Clara-Clara, sculpture de Richard Serra au jardin des Tuileries, mars 2009 Ph., G.AdC
LAURA | L’AURA
« L’aura : l’être-à-la-mort éblouissant. Tissée par le temporel, elle est, mortelle, l’évanescence de la beauté et son voile, la dignité de la chose éphémère, l’éclat de la sublimité. Ou encore, la splendeur de notre condition, puisqu’être, irrévocablement, de cette terre est, en dépit de tout, splendide, comme le disait Rilke. L’homme a éternellement besoin d’aura, et si on persiste à la lui refuser, il y a danger de régression à toutes les formes du sacré même religieux, avec son cortège d’intolérances, à la valeur cultuelle de l’œuvre inaccessible et unique, reflet de l’inaccessibilité et de l’unicité du dieu.
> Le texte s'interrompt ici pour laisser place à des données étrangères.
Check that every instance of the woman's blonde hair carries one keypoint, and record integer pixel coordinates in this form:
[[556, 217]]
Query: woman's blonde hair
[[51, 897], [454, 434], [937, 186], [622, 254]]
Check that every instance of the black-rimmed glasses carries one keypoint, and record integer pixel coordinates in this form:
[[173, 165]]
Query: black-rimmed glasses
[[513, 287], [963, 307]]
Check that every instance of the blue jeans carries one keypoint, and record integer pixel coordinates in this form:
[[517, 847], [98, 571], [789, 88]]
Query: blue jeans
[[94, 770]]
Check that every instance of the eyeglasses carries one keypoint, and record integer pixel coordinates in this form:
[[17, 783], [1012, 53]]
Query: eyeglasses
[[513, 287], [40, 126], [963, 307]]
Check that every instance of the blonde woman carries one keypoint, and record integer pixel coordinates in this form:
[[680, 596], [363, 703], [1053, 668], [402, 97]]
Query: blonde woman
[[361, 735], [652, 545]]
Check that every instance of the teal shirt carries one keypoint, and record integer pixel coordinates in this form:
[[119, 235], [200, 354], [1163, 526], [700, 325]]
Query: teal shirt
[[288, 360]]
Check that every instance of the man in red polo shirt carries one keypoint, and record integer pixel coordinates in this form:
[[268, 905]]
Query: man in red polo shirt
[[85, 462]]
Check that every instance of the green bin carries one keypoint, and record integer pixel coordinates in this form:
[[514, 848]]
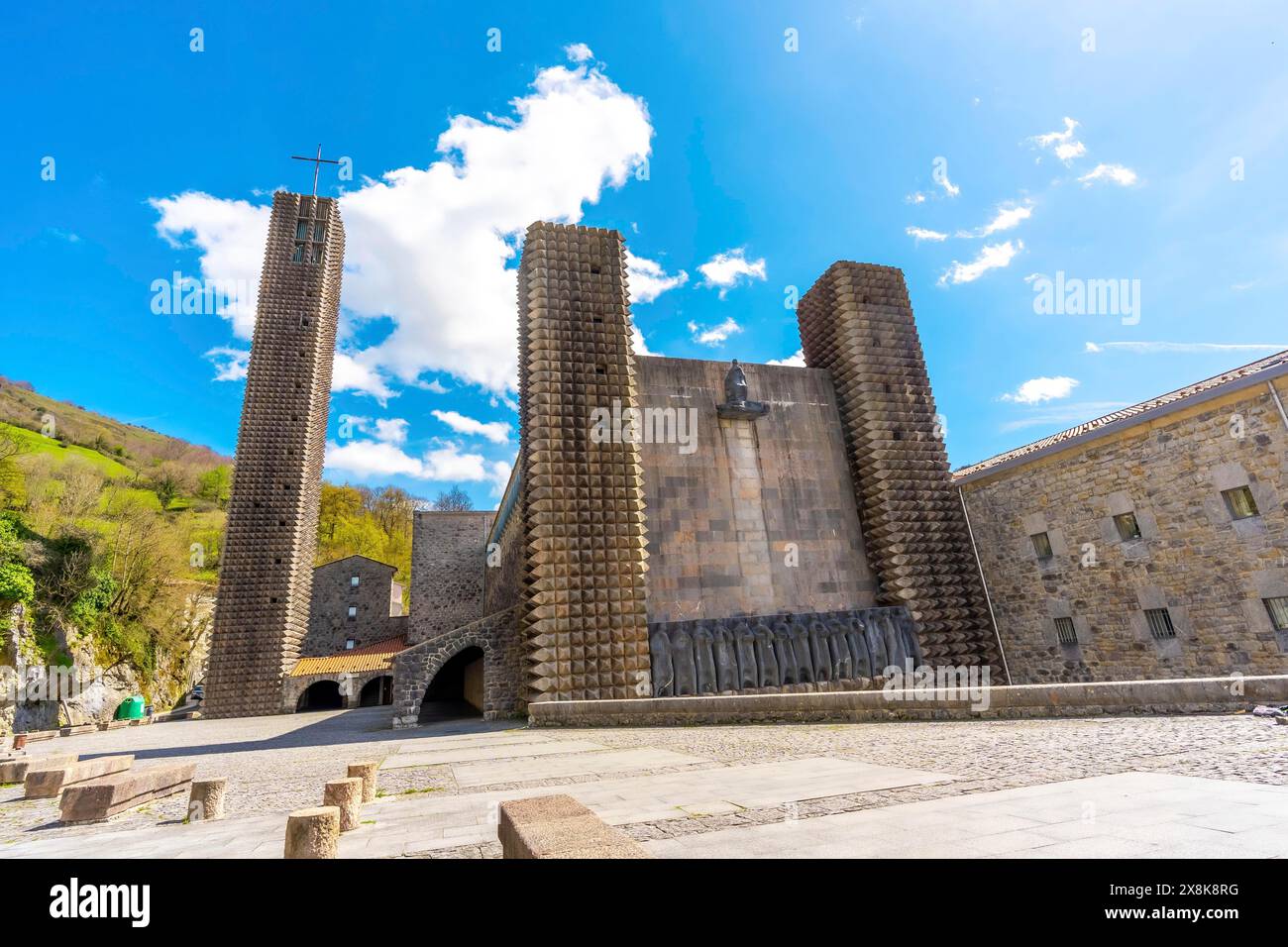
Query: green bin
[[130, 709]]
À la sauvagerie du mythe.
À l’égal, peut-être, de la photographie, qui donne de l’être au passé, confrontant le temps fragile à l’éternité qui le ruine, le lyrisme, même le plus moderne, est l’ultime refuge de l’aura. Puisqu’il n’a d’autre fonction que de la capturer, en fixant avec des mots ses instantanés, ici et maintenant, les moments épiphaniques, même sans resacraliser. Ce qui est absolument, tragiquement moderne, c’est que l’aura ne brille jamais mieux que sur le fond de son déclin, et que l’illumination qui nous reste, déchirante et brève, est profane. En dépit des atrocités du monde moderne, le lyrisme illumine nos dernières raisons de vivre ― comme l’amour.
Martine Broda, « Lyrisme et aura » in L’Amour du nom, Essai sur le lyrisme et la lyrique amoureuse, José Corti, 1997, pp. 245-246.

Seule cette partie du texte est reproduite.